Alexander Solzhenitsyn, the Nobel prize-winning Soviet writer whose tales of totalitarian Russia under the Iron Curtain brought him worldwide recognition and who was expelled from his country for his writings, is dead at 89.
That I even know who this man is is because of my parents, Stan and Jean.
I remember the name from when I was very, very young. I even learned to say it---"Sol-schzen-EET-sin".
The house I grew up in contained hundreds of books lined up neatly and not-so-neatly on shelves in what was known as the Library. Not pop culture books either; these were classic works of literature, books about political systems and philosophy, religion, humor and subjects which constantly expanded my young, open mind in between the Flintstones and Felix the Cat.
At no time were any of these books forced upon me; my natural curiosity led me to read "The Death Of A President", "The Communist Manifesto", "Why England Slept", "The Sea Wolf", "Greek Mythology", The Bible, "Lord Jim" and dozens of other books which are still in print dozens or in some cases hundreds of years after they were published.
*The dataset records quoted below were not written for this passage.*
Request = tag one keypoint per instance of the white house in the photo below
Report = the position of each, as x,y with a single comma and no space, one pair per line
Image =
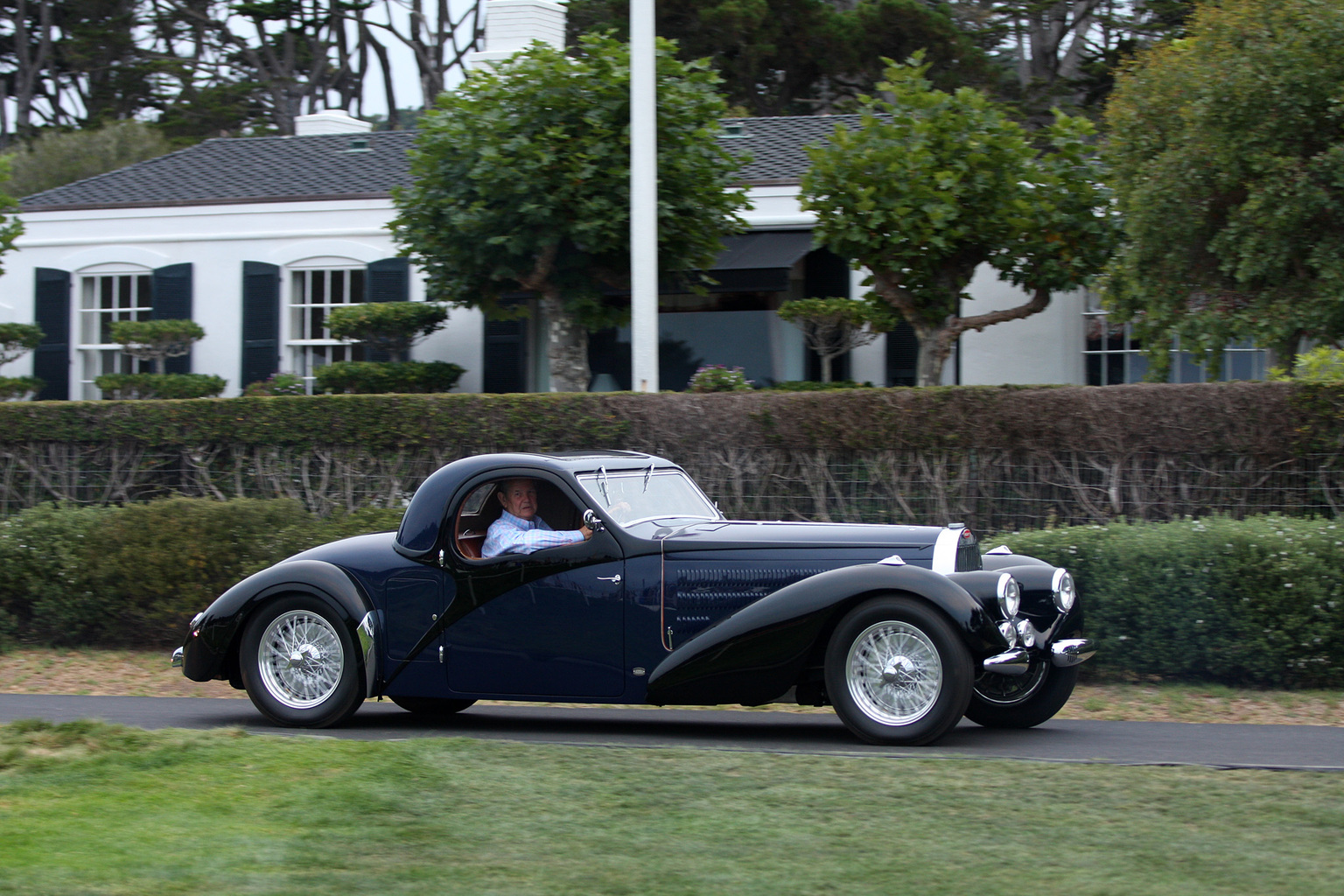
258,238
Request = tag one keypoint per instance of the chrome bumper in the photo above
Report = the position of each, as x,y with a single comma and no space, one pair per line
1062,653
1071,652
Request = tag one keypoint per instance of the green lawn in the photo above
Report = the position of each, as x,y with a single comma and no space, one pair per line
95,808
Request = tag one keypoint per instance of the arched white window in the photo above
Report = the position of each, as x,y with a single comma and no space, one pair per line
109,293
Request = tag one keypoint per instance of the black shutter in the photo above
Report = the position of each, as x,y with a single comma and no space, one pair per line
171,301
504,356
902,355
52,312
388,281
261,321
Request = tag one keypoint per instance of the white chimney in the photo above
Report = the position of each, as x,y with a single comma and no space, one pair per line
332,121
514,24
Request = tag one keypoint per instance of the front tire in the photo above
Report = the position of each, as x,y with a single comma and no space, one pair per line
1022,702
298,662
897,672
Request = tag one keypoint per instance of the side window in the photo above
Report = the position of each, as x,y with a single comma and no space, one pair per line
484,506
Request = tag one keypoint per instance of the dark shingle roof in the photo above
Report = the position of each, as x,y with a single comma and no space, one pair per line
777,145
252,170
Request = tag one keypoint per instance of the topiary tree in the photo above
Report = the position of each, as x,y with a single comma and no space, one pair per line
836,326
388,326
522,185
158,340
18,340
932,185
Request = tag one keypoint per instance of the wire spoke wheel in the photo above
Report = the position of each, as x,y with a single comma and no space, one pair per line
894,673
300,659
298,664
898,672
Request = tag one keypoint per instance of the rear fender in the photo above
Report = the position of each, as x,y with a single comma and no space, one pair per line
756,654
211,647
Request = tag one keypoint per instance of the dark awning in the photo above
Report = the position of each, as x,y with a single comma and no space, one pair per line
759,262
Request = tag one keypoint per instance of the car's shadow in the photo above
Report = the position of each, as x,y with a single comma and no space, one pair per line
644,727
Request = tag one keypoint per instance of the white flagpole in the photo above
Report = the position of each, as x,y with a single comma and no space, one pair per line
644,202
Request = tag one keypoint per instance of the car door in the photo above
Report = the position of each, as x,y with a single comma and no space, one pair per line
541,625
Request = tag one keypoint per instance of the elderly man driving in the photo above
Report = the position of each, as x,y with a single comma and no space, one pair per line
519,529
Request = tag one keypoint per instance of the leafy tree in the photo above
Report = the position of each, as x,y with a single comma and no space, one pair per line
932,186
18,340
1228,171
802,57
836,326
522,183
388,326
58,158
10,226
158,340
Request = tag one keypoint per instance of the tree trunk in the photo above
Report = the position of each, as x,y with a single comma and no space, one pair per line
934,348
566,346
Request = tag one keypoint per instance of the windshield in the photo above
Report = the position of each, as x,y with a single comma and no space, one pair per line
639,496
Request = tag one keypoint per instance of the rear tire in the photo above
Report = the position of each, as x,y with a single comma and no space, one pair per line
1022,702
298,664
898,672
431,707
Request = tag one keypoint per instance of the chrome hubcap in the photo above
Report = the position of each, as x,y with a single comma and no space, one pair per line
300,659
894,673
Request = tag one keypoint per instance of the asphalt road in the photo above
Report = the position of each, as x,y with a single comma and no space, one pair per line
1144,743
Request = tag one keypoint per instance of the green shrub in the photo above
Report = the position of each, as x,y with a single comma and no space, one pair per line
47,559
277,384
135,575
388,326
1321,364
159,386
717,378
814,386
1250,602
373,378
18,340
158,340
19,387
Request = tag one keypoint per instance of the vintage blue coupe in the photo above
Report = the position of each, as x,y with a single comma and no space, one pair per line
902,629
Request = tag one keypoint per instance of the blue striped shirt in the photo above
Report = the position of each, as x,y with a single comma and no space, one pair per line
514,535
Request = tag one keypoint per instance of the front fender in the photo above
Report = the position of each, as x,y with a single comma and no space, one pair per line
211,645
756,654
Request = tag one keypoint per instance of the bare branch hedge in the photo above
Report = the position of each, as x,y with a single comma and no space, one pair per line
998,457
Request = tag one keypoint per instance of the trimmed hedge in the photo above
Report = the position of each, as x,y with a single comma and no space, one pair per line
135,575
1256,419
1250,602
1246,602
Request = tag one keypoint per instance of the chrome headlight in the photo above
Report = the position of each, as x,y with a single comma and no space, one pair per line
1063,592
1010,595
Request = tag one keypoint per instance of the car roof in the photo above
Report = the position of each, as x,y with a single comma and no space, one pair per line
418,534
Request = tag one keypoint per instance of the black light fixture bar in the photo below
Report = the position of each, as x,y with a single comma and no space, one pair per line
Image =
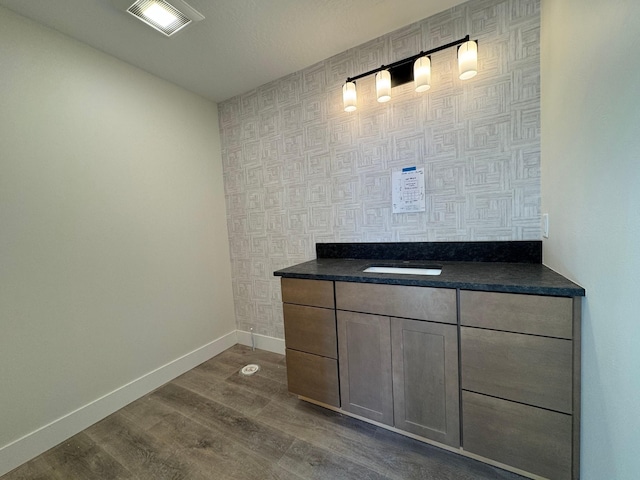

And, of course, works by Solzhenitsyn.
A friend from the second grade I recently reconnected with said, during our hourlong conversation, "I remember you could read the New York Times." I read it because it was made available. We three boys may have smashed, burned, hit and run over through most of our childhoods, but never once did we harm a book.
It never occured to me that other kids' houses didn't value reading, the mind, intellect.
Neither of my parents really gave a damn about making money to the extent that some adults let that pursuit drive them. Dad spent what he had, Mom saved what she earned. The development of the mind was most important, but even that concept wasn't hammered into me. The message was, "This knowledge is here, right in front of you, when and if you are ready."
I chose to be a musician first, a writer second. It is writing that has brought me the most success thus far. Thus far.
I have my parents to credit for my love of words, the ability to use them and make a good living from them.
When I brought home a Bentley several years ago, my father thought it was fun and such, but he was more impressed when I got my first full-page story about Minnie Marx in the Daily News. He cut it out and put it up on his wall.
One of the last things my father said to me before he died two years ago was, "I think you're ready for a book."
If I'm ready, it's because he and my mother prepared me for it from my earliest years by surrounding me with knowledge.